# What kind of ammo do you store



## ltburrows (Dec 8, 2014)

So recently I've been thinking. Only 1800 rounds that I have for my handgun are ball ammo. But I wouldn't cc ball ammo so why would I store it? So what I've come up with is, if SHTF I want to have my carry ammo in my hand gun to protect myself, so that what I'm going to store. 
What does everyone else have stored?


----------



## SOCOM42 (Nov 9, 2012)

I store everything I percieve a need for, 99.5% is ball ammo.
Ball has been around for over 100 years and has done the job quite well.
One thousand round of ball is better to have on hand than 200 rounds of super preimum do all specials for the same price.
Shot placement counts for more than pre engraved expandable rounds.
Learn to shoot better.


----------



## sideKahr (Oct 15, 2014)

I store a mixture of ball and hollow point. The ball rotates out faster due to practice. The hollowpoint that is carried in my cc guns gets fired when at the range and replaced with store bought when required. I'd guess 70/30 ball to high performance in the house usually.


----------



## Prepared One (Nov 5, 2014)

I train with ball ammo for the most part and carry hollow point in all my CC's. I do practice with personal protection rounds on occasion to test compatibility with the gun and to practice with the rounds. But most of my storage is ball ammo with a smattering of Hollow.


----------



## SDF880 (Mar 28, 2013)

Ball, HP, SP and shells Most of the common calibers, 12GA, and 410 for wife.


----------



## Urbanprepper666 (Apr 19, 2015)

I keep a mixture of ball and hollow. I mean I buy according to prices sales deals ect.. I try to keep as much stored up as possible for as long as possible it depends how often im at the range ect... at any given time never less then 1k rounds for each of my toys that's the least!


----------



## Chipper (Dec 22, 2012)

I have what the guns like. Based on accuracy, reliability and bullet type. I use and have some ball for cheap practice, most of mine are custom reloads. Tested and practiced with in each gun. I have no plan on using ball in a SHTF scenario. If I have to shoot I want the nastiest ammo available. I'm not risking the families and my life with ball or cheap FMJ and having to shoot something a few times. Bang flop in one shot.


----------



## Camel923 (Aug 13, 2014)

Mixed. 85% ball. 15% other. In real estate there are three rules. Location, location and location. As long as it feeds properly, ammo has the same 3 rules. Can't kill it if you can not hit the vitals. Ball is less expensive so I practice more, hence more precise.


----------



## 1895gunner (Sep 23, 2012)

Actually I keep much smaller amounts of ammo for each caliber I own since I reload. Maybe between 200 & 300 rounds of each. Now for supplies to reload each caliber. I'll just say more than enough for my lifetime regardless of the number of skirmishes (I mean hunting trips).

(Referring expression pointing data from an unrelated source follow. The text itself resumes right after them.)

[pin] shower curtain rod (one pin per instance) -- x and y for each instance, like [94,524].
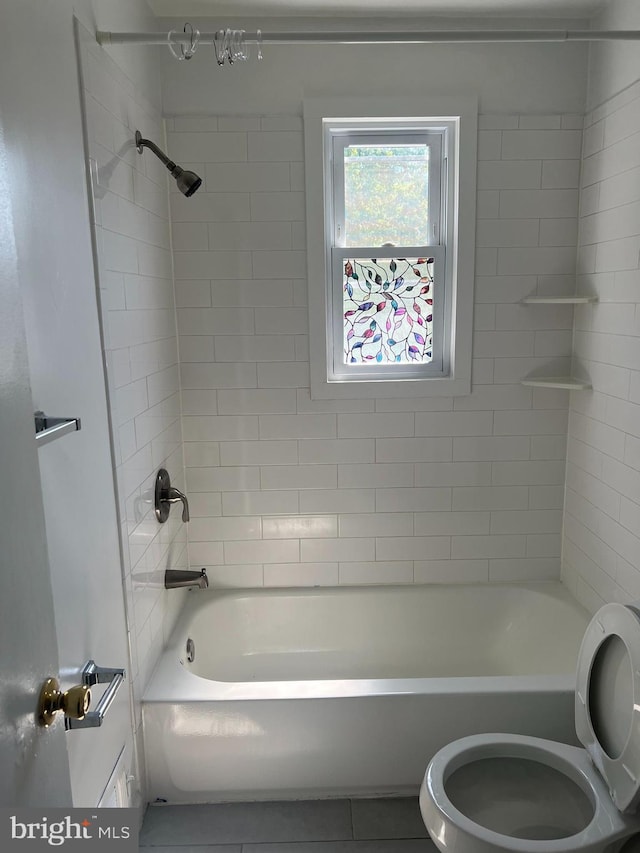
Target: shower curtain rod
[415,37]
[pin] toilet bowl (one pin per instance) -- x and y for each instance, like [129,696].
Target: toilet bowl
[501,792]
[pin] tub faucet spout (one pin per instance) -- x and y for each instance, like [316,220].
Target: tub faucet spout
[177,579]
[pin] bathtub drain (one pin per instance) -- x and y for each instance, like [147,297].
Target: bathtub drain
[191,650]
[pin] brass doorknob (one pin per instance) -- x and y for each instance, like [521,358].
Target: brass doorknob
[73,702]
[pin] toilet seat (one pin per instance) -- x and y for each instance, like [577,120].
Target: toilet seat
[450,826]
[622,771]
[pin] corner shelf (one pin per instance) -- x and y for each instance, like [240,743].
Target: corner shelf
[558,300]
[567,383]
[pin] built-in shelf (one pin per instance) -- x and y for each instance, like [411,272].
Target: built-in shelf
[568,383]
[558,300]
[49,429]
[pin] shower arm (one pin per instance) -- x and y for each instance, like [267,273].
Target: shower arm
[141,143]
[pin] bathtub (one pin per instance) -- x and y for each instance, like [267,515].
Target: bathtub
[350,691]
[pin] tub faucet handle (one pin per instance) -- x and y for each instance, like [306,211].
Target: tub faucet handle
[175,495]
[165,495]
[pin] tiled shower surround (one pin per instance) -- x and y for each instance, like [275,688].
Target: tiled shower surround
[140,342]
[286,490]
[601,546]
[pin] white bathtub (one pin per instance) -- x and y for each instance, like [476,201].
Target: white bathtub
[350,691]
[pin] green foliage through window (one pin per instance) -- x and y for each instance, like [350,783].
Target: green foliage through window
[386,195]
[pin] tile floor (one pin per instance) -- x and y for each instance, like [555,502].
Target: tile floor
[317,826]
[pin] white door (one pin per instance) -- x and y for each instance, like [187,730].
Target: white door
[46,194]
[35,768]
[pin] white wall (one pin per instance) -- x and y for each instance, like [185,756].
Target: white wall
[509,78]
[138,320]
[601,547]
[27,631]
[46,170]
[287,490]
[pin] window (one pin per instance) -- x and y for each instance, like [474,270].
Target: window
[386,290]
[387,317]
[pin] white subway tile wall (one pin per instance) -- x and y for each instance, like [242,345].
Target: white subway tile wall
[131,204]
[601,541]
[292,491]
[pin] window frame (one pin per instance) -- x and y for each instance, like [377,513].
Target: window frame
[358,117]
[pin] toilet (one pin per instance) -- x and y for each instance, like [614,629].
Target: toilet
[501,792]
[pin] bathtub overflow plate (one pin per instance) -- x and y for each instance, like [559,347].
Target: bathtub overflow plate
[191,650]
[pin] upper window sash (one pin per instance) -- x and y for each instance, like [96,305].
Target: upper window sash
[433,139]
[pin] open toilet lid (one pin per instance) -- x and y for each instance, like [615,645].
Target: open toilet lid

I trust my reloads as much as most folk trust factory ammo. I've never had any issue with thousands upon thousands of reloads fired.

1895gunner


----------



## budgetprepp-n (Apr 7, 2013)

I store everything I can get my hands on.


----------



## csi-tech (Apr 13, 2013)

all ball in my stockpile. Premium for EDC.


----------



## just mike (Jun 25, 2014)

For CC I use Barnes TacXPD, Pretty pricy even when you buy the bullets from Barnes and reload. The vast majority I have stacked back are 200grain RNFP lead. They function in all of my 45's and hit hard and are quite accurate. Big plus is I have the dies to make as many as I have lead for and I have a LOT of lead. Carrying 45acp ball ammo would not bother me at all, 9mm ball does not make as big a hole as 45acp but it does have very good penetration. Like another poster said Location-Location-Location!!!


----------



## Smitty901 (Nov 16, 2012)

.22,.25,380,38,9mm,357,45acp,45colt,30-30,30.06.308,7.62X39,.223,5.56, 50, 12ga,20,ga. A lot of it is ball but we do mix it up. Not going into how muh just that it is enough.


----------



## SOCOM42 (Nov 9, 2012)

Chipper said:


> I have what the guns like. Based on accuracy, reliability and bullet type. I use and have some ball for cheap practice, most of mine are custom reloads. Tested and practiced with in each gun. I have no plan on using ball in a SHTF scenario. If I have to shoot I want the nastiest ammo available. I'm not risking the families and my life with ball or cheap FMJ and having to shoot something a few times. Bang flop in one shot.


I assume you are referring to handgun ammo.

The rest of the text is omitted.